Su gibi akıp bitti. Normalde polisiye kitaplarda Harlan Coben'den başkasını zor okurum. Evet, Agatha Christie bu konuda markalaşmış bir isim. Zaten yazarlar kısmında da adı, büyük puntolarla göze çarptırılmaya çalışılmış. Ancak benim sorunum şu ki; şimdiye kadar Agatha Christie'nin hangi romanını okuduysam hepsinde katil tahminim doğru çıktı. Dolayısı ile beni o kadar şaşırtamıyor.
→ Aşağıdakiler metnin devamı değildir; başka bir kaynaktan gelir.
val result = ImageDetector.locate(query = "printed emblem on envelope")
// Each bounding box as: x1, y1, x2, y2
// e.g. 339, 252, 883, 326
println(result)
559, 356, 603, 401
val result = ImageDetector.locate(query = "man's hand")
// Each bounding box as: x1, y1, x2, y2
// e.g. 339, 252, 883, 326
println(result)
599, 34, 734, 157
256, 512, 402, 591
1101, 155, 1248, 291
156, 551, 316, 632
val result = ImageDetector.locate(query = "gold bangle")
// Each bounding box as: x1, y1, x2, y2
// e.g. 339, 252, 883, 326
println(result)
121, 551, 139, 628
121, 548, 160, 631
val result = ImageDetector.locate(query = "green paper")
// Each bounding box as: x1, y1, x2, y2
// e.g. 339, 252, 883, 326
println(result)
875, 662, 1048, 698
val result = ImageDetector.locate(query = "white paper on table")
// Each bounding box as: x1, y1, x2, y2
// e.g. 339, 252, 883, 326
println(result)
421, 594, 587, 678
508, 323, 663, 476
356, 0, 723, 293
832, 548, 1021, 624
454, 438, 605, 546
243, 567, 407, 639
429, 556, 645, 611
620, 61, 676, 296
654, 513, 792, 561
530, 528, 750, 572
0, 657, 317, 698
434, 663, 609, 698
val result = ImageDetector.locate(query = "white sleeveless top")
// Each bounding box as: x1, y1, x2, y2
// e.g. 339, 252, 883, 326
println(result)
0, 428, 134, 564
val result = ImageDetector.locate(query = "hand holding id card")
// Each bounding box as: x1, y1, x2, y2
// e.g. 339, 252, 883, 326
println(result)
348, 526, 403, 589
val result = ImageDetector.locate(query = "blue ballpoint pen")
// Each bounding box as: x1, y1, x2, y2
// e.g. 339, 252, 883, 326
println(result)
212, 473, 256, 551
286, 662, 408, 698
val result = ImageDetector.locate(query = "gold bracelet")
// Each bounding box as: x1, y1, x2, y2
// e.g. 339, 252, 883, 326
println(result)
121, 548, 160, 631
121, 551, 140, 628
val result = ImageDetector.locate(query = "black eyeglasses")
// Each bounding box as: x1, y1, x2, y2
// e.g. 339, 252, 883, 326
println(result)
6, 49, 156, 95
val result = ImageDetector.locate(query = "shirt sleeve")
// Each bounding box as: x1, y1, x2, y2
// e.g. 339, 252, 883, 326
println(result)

Özellikle Çarpık Evdeki Cesetler kitabındaki katil bariz şekilde belliyken, okuduğum her incelemede herkesin büyük bir şaşkınlık içerisinde olduklarını görmek, beni de farklı bir şekilde şaşırttı.
Velhasıl kelam, kitap lezzetliydi. İçerisinde iki hikaye var. Her bir yazarın en heyecanlı yerde bırakıp aksiyonu diğerine paslama olayı çok güzel. Çünkü her bir yazarın tadını tek bir kitapta, ayrı ayrı alıyorsunuz. Benim en çok beğendiğim, ikinci hikayeyi yazmaya başlayan Hugh Walpole oldu. Okurken altı sayfa içerisinde beni bayağı gerdi.
Farklı bir şeyler peşindeyseniz okumanızı tavsiye ediyorum.